To become a licensed conveyancer, you must enrol in a two to three-year program offered by an accredited college. In addition to coursework, students must complete two years of practical training and pass a national exam before becoming licensed.

Apply to a college that offers a program in conveyancing. Many of these programs are available at law schools. If accepted, you will receive two to three years of instruction on foundational law, land law, requirements for buying and selling, and contract law.

Work under a qualified employer for the equivalent of two years after the successful completion of coursework. You will have the option of completing this requirement as either a full time or part time employee. Qualified employers include licensed conveyancers or solicitors. Only in rare instances may students receive an exemption from practical training.

Submit a Certificate of Practical Training as proof of the completion of job training for every twelve months that you work under a qualified employer. This document must detail the work you are doing and requires the signature of your supervisor. When you have completed both your coursework and practical training, you will be eligible to take the licensing examination.

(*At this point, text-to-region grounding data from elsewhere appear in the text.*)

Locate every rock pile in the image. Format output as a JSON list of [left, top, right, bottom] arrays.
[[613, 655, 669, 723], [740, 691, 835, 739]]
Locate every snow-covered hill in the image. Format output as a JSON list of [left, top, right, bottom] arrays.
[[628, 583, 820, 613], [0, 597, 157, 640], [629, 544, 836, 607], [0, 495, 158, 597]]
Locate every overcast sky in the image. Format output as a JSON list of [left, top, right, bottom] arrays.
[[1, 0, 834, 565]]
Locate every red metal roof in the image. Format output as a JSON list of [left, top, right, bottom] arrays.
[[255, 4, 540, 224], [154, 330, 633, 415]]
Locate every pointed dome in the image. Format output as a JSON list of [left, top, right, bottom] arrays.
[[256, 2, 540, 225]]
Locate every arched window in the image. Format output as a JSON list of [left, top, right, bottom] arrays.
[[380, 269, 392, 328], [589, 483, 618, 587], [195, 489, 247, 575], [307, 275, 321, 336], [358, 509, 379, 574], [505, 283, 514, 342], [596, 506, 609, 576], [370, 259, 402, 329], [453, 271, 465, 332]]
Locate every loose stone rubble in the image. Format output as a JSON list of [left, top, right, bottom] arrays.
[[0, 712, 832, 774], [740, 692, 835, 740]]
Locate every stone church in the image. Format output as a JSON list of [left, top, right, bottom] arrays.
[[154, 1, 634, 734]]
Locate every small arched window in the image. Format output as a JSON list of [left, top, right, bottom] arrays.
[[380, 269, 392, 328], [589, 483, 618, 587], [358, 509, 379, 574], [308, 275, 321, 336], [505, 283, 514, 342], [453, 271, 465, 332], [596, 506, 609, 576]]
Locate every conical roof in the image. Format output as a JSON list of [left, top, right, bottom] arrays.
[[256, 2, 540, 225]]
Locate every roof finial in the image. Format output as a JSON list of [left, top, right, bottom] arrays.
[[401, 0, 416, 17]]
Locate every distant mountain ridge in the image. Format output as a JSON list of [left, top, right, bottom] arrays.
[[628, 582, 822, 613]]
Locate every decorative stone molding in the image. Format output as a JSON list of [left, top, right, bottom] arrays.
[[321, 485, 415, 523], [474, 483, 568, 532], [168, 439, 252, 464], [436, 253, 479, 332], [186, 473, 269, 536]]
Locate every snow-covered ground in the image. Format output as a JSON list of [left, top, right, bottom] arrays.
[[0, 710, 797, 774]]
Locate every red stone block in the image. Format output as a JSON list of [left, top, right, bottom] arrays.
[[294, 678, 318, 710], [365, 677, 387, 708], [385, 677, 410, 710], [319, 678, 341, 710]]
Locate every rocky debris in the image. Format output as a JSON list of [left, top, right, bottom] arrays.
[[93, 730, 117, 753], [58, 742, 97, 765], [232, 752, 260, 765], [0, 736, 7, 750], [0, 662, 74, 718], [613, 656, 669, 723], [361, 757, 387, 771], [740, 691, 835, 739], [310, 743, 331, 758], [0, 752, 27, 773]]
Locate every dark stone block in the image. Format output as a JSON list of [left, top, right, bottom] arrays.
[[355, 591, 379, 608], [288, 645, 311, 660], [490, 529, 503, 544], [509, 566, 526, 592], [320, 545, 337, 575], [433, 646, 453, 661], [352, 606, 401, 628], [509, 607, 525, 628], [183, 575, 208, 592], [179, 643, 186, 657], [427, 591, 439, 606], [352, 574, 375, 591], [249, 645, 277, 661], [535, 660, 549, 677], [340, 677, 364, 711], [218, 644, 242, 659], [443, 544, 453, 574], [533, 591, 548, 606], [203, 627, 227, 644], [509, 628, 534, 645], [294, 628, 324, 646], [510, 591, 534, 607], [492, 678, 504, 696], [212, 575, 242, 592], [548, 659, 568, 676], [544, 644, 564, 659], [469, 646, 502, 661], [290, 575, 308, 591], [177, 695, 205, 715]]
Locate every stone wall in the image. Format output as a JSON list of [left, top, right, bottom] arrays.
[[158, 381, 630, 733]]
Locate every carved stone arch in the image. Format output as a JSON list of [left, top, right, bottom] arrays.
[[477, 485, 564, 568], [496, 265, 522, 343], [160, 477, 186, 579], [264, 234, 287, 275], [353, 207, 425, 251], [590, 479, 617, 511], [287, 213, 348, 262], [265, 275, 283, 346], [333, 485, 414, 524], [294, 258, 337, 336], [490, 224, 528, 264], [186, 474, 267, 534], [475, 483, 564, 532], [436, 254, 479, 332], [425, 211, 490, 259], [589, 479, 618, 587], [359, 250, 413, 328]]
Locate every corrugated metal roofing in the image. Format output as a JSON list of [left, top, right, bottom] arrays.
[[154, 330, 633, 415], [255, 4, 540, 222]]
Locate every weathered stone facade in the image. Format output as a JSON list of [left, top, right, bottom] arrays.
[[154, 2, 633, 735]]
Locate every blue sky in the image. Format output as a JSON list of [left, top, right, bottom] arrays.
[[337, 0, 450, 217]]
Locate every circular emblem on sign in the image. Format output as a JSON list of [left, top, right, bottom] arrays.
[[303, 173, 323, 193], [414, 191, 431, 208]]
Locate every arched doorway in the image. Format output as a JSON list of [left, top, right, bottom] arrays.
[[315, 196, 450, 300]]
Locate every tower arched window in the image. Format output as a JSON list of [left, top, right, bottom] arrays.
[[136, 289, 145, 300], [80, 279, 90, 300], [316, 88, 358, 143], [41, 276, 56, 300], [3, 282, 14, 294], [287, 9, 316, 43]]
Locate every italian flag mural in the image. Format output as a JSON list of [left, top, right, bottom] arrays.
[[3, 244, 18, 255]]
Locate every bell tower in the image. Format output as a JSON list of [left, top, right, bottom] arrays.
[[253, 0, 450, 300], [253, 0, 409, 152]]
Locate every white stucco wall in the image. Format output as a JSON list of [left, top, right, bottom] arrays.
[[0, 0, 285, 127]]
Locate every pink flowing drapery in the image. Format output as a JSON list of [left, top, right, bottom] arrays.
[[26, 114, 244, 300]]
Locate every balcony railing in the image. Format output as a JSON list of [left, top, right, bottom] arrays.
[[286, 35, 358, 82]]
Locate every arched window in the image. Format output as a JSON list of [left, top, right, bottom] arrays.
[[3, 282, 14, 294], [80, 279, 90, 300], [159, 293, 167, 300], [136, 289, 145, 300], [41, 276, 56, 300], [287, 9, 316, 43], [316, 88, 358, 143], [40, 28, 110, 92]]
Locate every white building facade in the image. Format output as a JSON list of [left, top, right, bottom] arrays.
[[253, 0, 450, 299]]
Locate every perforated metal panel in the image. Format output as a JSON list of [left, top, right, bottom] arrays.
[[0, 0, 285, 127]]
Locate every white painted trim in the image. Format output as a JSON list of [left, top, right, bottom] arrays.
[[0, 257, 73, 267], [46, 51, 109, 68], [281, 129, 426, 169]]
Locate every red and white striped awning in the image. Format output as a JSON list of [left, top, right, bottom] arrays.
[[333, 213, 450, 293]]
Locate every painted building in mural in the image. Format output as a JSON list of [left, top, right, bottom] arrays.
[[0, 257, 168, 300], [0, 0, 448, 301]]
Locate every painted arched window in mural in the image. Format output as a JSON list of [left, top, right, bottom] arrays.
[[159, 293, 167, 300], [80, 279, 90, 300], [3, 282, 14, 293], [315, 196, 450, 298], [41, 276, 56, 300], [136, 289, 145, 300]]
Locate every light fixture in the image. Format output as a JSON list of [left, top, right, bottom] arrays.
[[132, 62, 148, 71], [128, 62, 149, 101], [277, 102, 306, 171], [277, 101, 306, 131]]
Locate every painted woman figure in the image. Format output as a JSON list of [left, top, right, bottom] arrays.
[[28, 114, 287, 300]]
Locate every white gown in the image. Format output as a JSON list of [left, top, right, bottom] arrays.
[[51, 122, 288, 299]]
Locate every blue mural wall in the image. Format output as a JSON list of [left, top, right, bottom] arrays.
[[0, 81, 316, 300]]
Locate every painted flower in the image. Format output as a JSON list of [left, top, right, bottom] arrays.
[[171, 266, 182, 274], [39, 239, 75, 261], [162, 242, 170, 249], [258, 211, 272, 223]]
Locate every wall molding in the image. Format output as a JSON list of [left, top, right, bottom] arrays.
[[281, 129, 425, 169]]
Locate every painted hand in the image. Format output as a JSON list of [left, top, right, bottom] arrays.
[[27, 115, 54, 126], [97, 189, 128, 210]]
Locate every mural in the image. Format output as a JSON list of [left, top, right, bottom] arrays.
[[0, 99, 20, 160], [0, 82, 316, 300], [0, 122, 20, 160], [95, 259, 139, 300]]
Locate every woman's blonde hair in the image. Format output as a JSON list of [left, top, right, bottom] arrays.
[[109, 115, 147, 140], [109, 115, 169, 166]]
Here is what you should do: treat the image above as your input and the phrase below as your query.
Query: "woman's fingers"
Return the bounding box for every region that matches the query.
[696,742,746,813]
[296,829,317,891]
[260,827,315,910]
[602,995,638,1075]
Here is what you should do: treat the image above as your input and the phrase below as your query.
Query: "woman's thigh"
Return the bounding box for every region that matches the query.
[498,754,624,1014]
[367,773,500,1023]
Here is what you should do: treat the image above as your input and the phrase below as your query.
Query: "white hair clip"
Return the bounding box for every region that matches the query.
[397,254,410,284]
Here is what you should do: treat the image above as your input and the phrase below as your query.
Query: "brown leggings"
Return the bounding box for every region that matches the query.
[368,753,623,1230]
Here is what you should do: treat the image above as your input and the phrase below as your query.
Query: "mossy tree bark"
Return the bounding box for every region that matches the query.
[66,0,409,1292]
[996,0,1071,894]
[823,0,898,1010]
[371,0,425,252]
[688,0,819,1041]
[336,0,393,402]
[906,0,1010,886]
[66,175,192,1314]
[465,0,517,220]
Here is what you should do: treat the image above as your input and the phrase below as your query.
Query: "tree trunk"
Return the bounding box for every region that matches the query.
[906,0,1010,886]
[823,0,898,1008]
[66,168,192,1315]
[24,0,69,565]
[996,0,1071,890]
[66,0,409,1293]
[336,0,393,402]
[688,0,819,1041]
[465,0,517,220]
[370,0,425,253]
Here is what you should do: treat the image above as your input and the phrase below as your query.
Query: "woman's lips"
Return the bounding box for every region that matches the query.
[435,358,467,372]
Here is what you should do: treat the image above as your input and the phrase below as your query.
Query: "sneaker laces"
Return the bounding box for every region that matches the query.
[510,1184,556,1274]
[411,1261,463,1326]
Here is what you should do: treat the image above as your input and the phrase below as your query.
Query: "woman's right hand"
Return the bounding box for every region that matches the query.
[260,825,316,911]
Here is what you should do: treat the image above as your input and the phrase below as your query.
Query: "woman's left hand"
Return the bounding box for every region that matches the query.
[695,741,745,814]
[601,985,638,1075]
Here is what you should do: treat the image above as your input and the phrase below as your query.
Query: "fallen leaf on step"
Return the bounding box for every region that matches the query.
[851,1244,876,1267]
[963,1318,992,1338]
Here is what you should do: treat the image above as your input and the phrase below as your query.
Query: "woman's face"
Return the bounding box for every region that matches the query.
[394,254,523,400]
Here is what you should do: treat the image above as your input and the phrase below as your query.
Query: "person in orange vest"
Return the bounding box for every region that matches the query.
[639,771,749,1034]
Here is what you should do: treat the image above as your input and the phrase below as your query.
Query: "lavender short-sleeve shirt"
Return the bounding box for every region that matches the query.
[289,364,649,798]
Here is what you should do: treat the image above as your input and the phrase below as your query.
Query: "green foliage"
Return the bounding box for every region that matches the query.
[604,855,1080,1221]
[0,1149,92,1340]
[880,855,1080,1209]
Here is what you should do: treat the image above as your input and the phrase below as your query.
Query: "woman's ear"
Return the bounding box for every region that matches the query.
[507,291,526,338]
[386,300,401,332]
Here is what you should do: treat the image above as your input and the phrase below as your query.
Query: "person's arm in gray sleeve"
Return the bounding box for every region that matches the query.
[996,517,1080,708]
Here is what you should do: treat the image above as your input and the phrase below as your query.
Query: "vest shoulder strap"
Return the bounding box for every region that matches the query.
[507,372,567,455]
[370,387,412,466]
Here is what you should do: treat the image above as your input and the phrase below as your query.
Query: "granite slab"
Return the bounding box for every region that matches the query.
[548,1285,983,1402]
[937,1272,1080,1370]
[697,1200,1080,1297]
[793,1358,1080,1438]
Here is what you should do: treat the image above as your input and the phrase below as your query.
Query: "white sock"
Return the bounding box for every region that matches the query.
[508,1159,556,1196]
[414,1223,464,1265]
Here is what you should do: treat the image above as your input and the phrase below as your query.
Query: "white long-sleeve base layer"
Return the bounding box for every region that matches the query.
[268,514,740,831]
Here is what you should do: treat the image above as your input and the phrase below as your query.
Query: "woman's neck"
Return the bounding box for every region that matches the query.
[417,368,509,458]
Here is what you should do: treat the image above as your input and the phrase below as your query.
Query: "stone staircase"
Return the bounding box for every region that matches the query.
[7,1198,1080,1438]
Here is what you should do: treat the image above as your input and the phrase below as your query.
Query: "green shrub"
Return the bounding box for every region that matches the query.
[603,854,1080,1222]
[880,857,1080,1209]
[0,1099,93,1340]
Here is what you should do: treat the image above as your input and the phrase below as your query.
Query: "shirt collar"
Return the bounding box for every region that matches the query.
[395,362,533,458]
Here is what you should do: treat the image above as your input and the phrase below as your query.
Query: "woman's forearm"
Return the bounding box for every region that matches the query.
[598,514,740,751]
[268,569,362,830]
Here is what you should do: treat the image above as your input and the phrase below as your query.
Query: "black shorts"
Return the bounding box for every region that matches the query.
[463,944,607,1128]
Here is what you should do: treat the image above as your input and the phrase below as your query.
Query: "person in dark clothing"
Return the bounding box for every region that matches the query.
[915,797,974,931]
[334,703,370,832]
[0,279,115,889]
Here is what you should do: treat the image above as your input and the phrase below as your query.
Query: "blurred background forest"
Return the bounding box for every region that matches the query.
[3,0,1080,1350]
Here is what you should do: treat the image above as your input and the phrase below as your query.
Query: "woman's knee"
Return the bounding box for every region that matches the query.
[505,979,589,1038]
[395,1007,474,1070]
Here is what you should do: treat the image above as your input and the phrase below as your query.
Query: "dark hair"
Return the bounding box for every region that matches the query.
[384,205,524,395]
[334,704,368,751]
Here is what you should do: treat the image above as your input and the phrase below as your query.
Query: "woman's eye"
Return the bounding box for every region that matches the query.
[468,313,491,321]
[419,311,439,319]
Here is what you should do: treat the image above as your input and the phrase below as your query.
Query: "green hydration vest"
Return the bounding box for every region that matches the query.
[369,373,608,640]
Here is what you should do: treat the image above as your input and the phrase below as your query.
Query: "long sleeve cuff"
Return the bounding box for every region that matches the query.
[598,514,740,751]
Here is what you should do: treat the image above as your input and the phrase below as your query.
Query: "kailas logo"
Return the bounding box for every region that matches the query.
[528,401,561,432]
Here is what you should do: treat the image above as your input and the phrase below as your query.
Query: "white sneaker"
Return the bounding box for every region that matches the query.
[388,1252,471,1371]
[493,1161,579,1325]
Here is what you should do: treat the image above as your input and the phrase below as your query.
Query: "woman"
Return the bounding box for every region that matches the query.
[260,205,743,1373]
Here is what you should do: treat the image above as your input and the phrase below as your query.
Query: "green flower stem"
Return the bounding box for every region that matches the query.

Register for the conveyancing examination. Spend the adequate time studying, as the exam is challenging and comprehensively tests your abilities. It will cover topics that you learnt during both your coursework and practical training. Examinations are held only two or three times a year, so it is important to plan for them well in advance.

Apply to become a Employed Licensed Conveyancer once you receive a passing mark on the examination. If you are granted a license, you will have the legal authority to perform conveyancing services, offer probate services and commission oaths. Your application can be refused if you have not adequately completed any portion of conveyancer training, including coursework, practical training or the examination. You must reapply for a license every twelve months. Licensed conveyancers are typically employed by banks, financial institutions, building societies or local authorities.


Even if you successfully complete your coursework, practical training, and examination, you can be denied a conveyancing license on the basis of defects in your moral or personal character. Keep your record clean to help avoid this.